In March, the nation’s highest court will hear arguments in June Medical Services LLC v. Gee, which concerns Louisiana’s requirement that abortion centers make arrangements for admitting women to nearby hospitals in cases of life-threatening complications. The abortion industry’s attorneys argue the law is no different from the Texas law the Supreme Court struck down in 2016’s Whole Woman’s Health v. Hellerstedt; pro-lifers argue that not only was Hellerstedt wrongly decided, but that the Louisiana law is different from the Texas one.
On Friday, the Trump administration filed a brief arguing that the so-called “burdens” imposed by the law, namely a “modest increase in the waiting time (less than an hour) to obtain an abortion,” pale in comparison to the benefits of ensuring abortion facilities are held to rigorous medical standards – especially in light of the “profound ethical concerns presented by atrocities at abortion clinics like those run by Kermit Gosnell.”
Last week, the American Freedom Law Center (AFLC) filed a brief on behalf of Priests for Life and Rachel’s Vineyard arguing that Louisiana has a “paramount right to protect the health and safety of its citizens,” including by “enacting regulations to raise the standard and quality of care for women seeking abortions.” The brief also includes “testimonies of victims of abortion from states across the country,” who “have been harmed in a profound way by this deadly procedure.”

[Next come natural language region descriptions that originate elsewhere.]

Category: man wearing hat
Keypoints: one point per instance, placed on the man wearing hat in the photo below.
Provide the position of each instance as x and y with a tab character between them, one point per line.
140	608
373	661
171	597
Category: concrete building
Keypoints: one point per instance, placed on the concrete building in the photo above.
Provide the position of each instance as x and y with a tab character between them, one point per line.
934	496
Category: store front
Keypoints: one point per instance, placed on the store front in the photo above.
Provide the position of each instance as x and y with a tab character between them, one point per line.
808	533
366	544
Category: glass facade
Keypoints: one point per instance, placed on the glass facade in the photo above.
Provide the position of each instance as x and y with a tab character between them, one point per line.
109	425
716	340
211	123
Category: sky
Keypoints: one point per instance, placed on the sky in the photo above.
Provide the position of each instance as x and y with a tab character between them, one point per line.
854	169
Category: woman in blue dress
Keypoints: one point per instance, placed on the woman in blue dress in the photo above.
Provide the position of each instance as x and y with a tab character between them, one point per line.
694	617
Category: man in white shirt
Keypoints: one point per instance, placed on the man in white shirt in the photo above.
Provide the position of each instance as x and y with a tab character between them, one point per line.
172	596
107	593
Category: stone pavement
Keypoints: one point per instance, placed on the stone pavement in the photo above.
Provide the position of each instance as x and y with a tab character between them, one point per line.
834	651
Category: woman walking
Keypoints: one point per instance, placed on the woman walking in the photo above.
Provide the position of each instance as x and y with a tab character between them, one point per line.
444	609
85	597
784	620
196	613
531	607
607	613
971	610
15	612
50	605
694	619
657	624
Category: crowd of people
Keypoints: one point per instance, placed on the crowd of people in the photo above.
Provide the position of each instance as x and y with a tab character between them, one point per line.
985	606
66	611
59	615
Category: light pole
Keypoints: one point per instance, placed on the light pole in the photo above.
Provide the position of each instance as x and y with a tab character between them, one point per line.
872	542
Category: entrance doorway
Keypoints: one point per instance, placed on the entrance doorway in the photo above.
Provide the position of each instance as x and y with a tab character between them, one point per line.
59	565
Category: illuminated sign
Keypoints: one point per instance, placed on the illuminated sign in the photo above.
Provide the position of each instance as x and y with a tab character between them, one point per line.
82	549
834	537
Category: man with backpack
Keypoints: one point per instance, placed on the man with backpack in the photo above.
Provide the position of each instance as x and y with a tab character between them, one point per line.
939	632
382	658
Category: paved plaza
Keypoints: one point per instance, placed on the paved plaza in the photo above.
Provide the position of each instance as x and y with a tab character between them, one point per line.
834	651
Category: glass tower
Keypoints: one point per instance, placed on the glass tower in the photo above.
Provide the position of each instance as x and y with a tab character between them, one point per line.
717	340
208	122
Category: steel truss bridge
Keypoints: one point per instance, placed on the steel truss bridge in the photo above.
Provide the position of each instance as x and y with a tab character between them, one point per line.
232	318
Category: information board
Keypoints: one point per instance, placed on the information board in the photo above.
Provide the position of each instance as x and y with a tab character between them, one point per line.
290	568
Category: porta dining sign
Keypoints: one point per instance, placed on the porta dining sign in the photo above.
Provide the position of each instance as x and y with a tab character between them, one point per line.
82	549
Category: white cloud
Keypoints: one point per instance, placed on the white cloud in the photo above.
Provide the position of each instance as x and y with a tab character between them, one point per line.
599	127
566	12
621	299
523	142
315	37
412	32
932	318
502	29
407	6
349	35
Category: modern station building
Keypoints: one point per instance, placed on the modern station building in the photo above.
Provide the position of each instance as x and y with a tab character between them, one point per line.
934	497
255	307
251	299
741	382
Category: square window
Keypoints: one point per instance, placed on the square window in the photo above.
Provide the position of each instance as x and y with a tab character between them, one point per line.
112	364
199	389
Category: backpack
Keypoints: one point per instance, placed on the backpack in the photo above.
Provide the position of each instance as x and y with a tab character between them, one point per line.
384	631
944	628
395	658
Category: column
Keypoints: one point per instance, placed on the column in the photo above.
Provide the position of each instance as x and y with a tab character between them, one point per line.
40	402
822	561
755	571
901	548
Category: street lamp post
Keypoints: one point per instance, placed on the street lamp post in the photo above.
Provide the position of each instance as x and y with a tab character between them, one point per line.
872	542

“I went to a place in Baton Rouge. I don't remember the name. It was absolutely demonic,” testified “Carmen” about her 1978 abortion, five years after Roe v. Wade supposedly made the practice safe. “I remember lying on the table and saying to the nurse, 'I'm not sure I want to do this. I'm killing my baby.' She just looked at me, cold and silent. I remember the doctor's face. When he came into the room, he was laughing. There was definitely an evil spirit there.”
“One who reads carefully the dozens of abortion decisions the Supreme Court has issued since Roe vs. Wade can see that the Court’s jurisprudence on this topic is rudderless and arbitrary,” said Priests for Life national director Fr. Frank Pavone. “Given that this is the first Supreme Court abortion case which both Justices Neil Gorsuch and Brett Kavanaugh will hear, we can hope that the Court will begin to acknowledge that it has overstepped its bounds in many ways on this issue, and will begin to introduce, step by step, more sanity into our public policy on abortion.”
Last week, more than 200 members of Congress signed another amicus brief calling on the Supreme Court to take the Gee case as an opportunity to review its entire body of abortion precedent, all the way back to Roe v. Wade.
The case is likely to at the very least impact the Hellerstedt precedent, which has been used to invalidate a broad range of modest abortion regulations as “undue burdens” on women. It remains to be seen whether the court takes the opportunity to make a broader determination on the underlying legitimacy of Roe or Planned Parenthood v. Casey, which force all 50 states to permit most abortions.
Roe is largely defended not on its legal merits (numerous pro-abortion legal minds, including Justice Ruth Bader Ginsburg herself, have acknowledged the ruling’s flaws), but on its status as precedent, with the contemporary interpretation of the stare decisis doctrine holding that Roe’s lengthy history staying on the books grants it added weight. Justice Clarence Thomas has forcefully rejected such arguments; it remains to be seen how Chief Justice John Roberts or President Trump’s two SCOTUS appointees, Neil Gorscuh and Brett Kavanaugh, will weigh Roe’s precedent versus its substance.
Either way, a ruling in the case is likely to be handed down during this already-contentious election year, in which abortion and judicial nominations will be major issues for both Trump and the Democrat nominee.